ぼくらのプロレス(再)入門BACK NUMBER
中邑真輔から「おまえ、いつ来るの?」 総合格闘技からプロレスラーに、佐々木憂流迦の原点「ムタvsシンスケ・ナカムラを観て…」
text by
堀江ガンツGantz Horie
photograph byGantz Horie
posted2023/11/12 11:00
11月13日に「MONDAY MAGIC ep3」にてプロレスデビューを迎える佐々木憂流迦
中邑真輔から「おまえ、いつ(プロレス界に)来るの?」
プロMMAファイターになってからは、「プロレスラーになる」というのは心の奥底に封印した子どもの頃の夢だったが、その封印を解かせるような出来事が今年に入って立て続けに起こったという。
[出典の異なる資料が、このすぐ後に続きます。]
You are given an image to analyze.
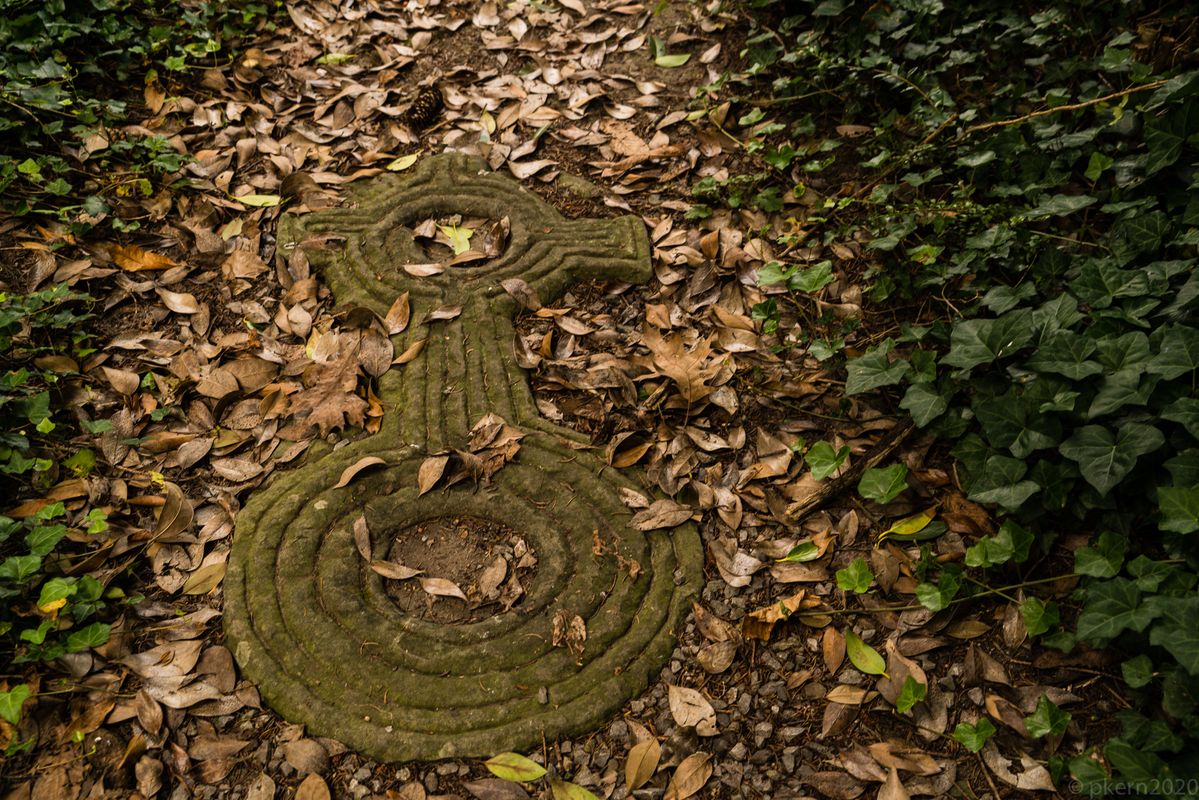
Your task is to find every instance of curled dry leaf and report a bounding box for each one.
[155,288,200,314]
[404,264,446,278]
[549,777,600,800]
[416,456,450,494]
[462,777,529,800]
[354,516,370,561]
[667,685,716,736]
[741,589,820,642]
[421,578,466,602]
[879,766,911,800]
[500,278,541,311]
[628,498,692,530]
[182,561,225,595]
[982,741,1055,792]
[625,738,662,792]
[662,753,712,800]
[424,306,462,323]
[392,339,428,365]
[113,245,179,272]
[393,291,412,336]
[370,561,424,581]
[153,481,195,541]
[333,456,387,489]
[101,367,141,397]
「急に小学校の同級生から『みんなで集まって、子どもの頃に埋めたタイムカプセルを開けるんだけど』っていう連絡が来たんで行ってきたんですけど。そのタイムカプセルを開けたら、小学生時代の自分から大人になった僕への手紙が入っていて、『プロレスラーになれてますか? プロレス道に励んでますか? 武藤さんが引退していたら悲しいです』って書いてあったんです。そのタイムカプセルを開けたのは、ムタvs中邑真輔を観て『プロレスラーになろう』と心に決めた1カ月後で、武藤さんの引退試合の直前。もう予言の書かと思いましたよ(笑)」
憂流迦はムタvs中邑真輔に感動した元日の日本武道館大会でも導きのようなものを感じた。
「中邑真輔さんは、ぼくが所属していた和術慧舟會の先輩にあたることもあり以前から面識があって、UFC参戦時、ニューヨークに3年間住んでいた時も一緒に食事をさせてもらったりしていたんですよ。それで日本武道館の試合終了後、たまたま真輔さんとお会いすることができて、『真輔さん、おひさしぶりです。試合すごかったです!』って挨拶させていただいたら、第一声が『おまえ、いつ(プロレス界に)来るの?』だったんですよ。『あれ?』と思って(笑)。
ついさっき試合を観て食らわされちゃった人からそんなこと言われたら、『そうっすね、今年……』とか言っちゃって(笑)。そう言った1カ月後にタイムカプセルだったんです。すごい流れでしたよ。もう運命は決められてるのかなと思って。僕はプロレスのリングから呼ばれたような気がしましたね」
「当面はプロレスに専念」
こうしてプロレスのリングに上がることに決めた憂流迦。やるなら総合格闘技の合間にやるのではなく、プロレスに専念する覚悟を決め、レスラーとしての体づくりから取り組んでいる。
「総合も将来的に縁があればやることもあると思いますけど、日本人が世界に通用するのはフェザー級(145パウンド=約65.8kg以下)までという現実がある。ぼくはプロレスラーとして、いまウェートアップに励んでいるので、当面はプロレスに専念してイチから体づくりしています。いま90kg超えたところなんですけど、なんとか100kgまでもっていきたいですね」
現在、デビューに向けて埼玉県のプロレスリング・ノア道場で必死にトレーニングを続けている憂流迦。プロレスの練習をすることで、さらにプロレスとプロレスラーに対する畏敬の念が増したという。